Your latest book, “Disciples,” (Simon & Schuster) is about four future CIA directors who served under Donovan at the OSS during World War II. Taking them one by one, what’s the most surprising thing you learned about each of them?
What they did during the OSS period was fascinating. Allen Dulles set up a spy station in Bern, Switzerland, a mini CIA; no station chief has had so much autonomy. He ran a very successful espionage unit against Germany, funded guerrilla operations in France and Italy, conducted secret negotiations with the Germans to affect the German surrender in northern Italy, and inundated Washington with foreign policy advice, often unsolicited.

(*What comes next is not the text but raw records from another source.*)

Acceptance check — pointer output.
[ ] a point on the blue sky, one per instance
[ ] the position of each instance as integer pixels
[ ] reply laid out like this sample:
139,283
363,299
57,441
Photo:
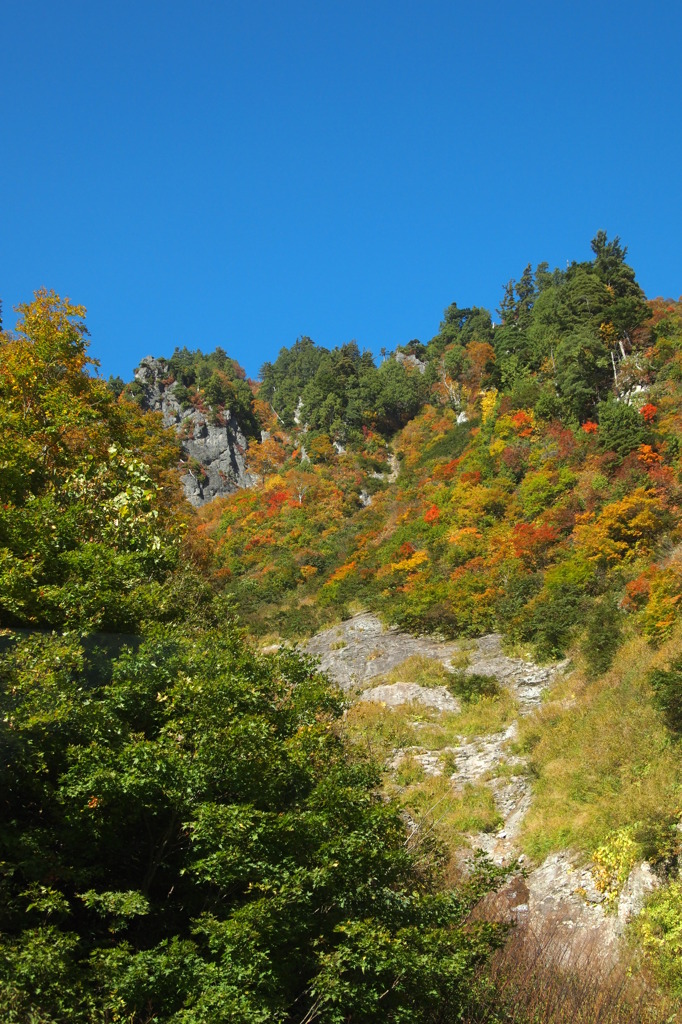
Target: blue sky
243,173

Bill Casey was sent to London and had a hand in every major operation there. Donovan noticed this 31-year-old Navy lieutenant and made him chief of secret intelligence for all of Europe. His assignment was to penetrate Nazi Germany with secret agents; 150 OSS operatives parachuted into Nazi Germany just in advance of the Allied armies.

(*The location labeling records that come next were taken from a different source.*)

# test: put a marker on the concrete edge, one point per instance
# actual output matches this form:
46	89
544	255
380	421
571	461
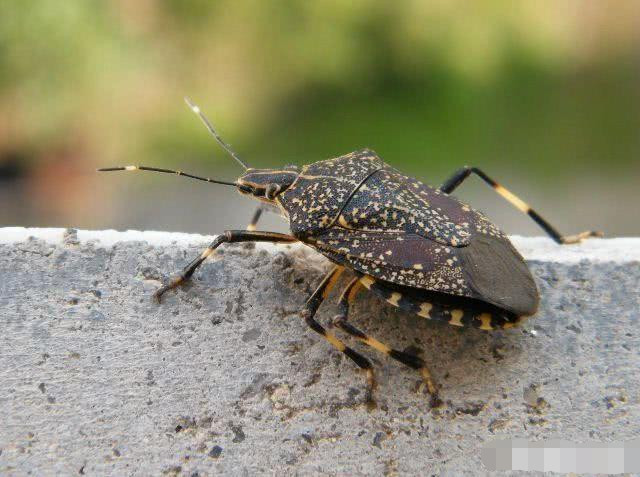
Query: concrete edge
618	250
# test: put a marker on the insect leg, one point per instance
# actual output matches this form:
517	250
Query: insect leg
459	176
229	236
256	216
346	300
308	313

William Coby was an Army officer and paratrooper. The OSS was looking for paratroopers who spoke French and who wanted adventure. Coby signs up and the next thing he knows he’s part of a highly secret operation. He parachutes into occupied France just after D-Day to organize French resistance attacks. (Later) he led a 32-man commando team that dropped into German-occupied Norway to cut railroad lines.

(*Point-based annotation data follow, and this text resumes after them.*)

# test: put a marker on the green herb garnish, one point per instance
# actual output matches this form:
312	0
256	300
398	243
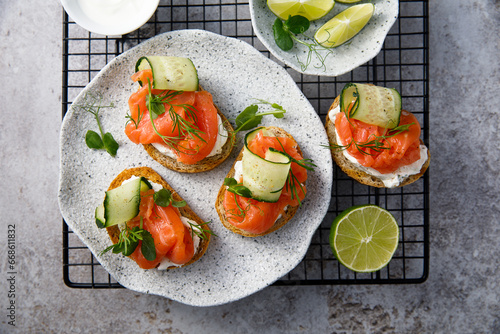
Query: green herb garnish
200	231
128	241
93	139
377	144
164	198
284	36
237	188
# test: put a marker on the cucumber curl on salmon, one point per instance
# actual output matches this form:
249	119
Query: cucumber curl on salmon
174	119
373	140
266	185
150	223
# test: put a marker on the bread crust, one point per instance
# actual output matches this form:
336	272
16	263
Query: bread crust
290	211
204	165
354	171
185	211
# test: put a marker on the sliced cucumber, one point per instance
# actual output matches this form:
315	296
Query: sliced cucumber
264	177
373	105
99	216
175	73
122	203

Richard Helms wanted to be a newspaper publisher and was with United Press in the Berlin bureau (before the war). One of his prized assignments was having lunch, along with other correspondents, with Hitler in Nuremberg. After Pearl Harbor, Helms was in the Navy plotting courses for merchant marine vessels to avoid German U-boats. The OSS wanted an officer who spoke German and French, who had lived overseas and who had worked as a reporter; an IBM computer spit out his name. Next thing he knows he’s undertaking spy training. He goes to London, where he becomes a ‘Joe Handler’ for agents who dropped into occupied territory.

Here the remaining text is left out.